Con los años, me fui desprendiendo del fetichismo que me impedía salir de una librería con las manos vacías. Si acaso, con la cartera vacía. Muy lejos quedan las tardes en que una visita a mi
dealer del ramo --tenía librero-- se saldaba con un montón de volúmenes --que luego digan que el saber no ocupa lugar-- que me habían parecido del todo imprescindibles sobre la mesa de novedades, o en la rebusca de las baldas. De vuelta a casa, tras hacerles un hueco entre los compañeros que llegaron antes, el interés se desvanecía y muchos de ellos, la mayoría a veces, se quedaban
per in saecula saeculorum amen acumulando polvo a la espera de una lectura que nunca llegaría.
Luego se me fue curando el ansia, a medida que el acceso a las buenas bibliotecas me abría la puerta de la acumulación temporal, menos lesiva para la cartera,casi igual de grata pero menos frustrante. Seguía presente la pulsión de desear y tomar; sólo que sin poseer. Sólo se acortaban los plazos para reconocer que ese libro en concreto sólo iba a merecer el desdén de una hojeada. Después vino una mudanza que me permitió devolver el favor: casi dos tercios de mi librería acabaron en bibliotecas. Los criterios de tan saludable espurgo tal vez los cuente otro día.

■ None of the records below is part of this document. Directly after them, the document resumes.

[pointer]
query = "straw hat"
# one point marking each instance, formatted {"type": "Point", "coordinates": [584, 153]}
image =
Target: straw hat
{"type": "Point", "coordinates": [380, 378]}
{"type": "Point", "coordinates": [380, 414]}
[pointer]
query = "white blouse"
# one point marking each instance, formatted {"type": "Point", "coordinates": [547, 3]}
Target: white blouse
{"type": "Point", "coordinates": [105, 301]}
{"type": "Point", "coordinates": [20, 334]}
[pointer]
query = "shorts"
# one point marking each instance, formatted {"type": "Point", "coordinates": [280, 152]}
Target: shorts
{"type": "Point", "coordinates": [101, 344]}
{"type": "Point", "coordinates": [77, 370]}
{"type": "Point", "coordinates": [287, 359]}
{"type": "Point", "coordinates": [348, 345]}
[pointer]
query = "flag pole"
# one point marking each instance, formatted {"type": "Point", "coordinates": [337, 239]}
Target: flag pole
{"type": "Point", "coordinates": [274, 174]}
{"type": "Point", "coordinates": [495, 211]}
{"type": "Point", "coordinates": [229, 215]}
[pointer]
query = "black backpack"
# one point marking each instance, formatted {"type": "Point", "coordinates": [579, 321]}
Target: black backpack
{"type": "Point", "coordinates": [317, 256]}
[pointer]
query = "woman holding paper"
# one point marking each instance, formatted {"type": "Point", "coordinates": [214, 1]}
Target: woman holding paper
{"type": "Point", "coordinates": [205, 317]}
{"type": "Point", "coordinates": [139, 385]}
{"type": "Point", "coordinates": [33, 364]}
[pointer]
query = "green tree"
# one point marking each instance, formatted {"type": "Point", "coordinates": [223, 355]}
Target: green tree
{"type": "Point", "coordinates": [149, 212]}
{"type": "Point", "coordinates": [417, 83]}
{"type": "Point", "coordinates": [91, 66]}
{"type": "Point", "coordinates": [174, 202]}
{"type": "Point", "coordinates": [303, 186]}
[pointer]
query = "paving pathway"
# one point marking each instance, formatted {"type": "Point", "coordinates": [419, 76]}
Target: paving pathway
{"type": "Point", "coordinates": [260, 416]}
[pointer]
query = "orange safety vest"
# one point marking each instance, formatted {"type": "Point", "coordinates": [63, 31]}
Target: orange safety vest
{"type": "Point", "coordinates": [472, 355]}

Ahora, suelo leer --últimamente menos-- lo que recupero de las dos bibliotecas a las que estoy abonado y también lo que me prestan. Sólo compro, aún con frecuencia, para regalar. Otras veces regalo , o presto a sabiendas, algunos de los volúmenes que conservo. No sé si por suerte o por desgracia, pocas personas se atreven a regalarme libros.
Viene esto a cuento de que alguien inesperado se ha atrevido a regalarme un libro. Y me ha hecho una ilusión tremenda, aunque aún no se haya formalizado la entrega.
Y también porque hacía mucho, mucho tiempo, que no llegaba a mis manos un libro --929 Mamet CON-- que me apeteciera añadir a mi menguante bilioteca. Se titula
Conversaciones con David Mamet, editado por Leslie Kane, en editorial Alba. Por si a alguien le interesa.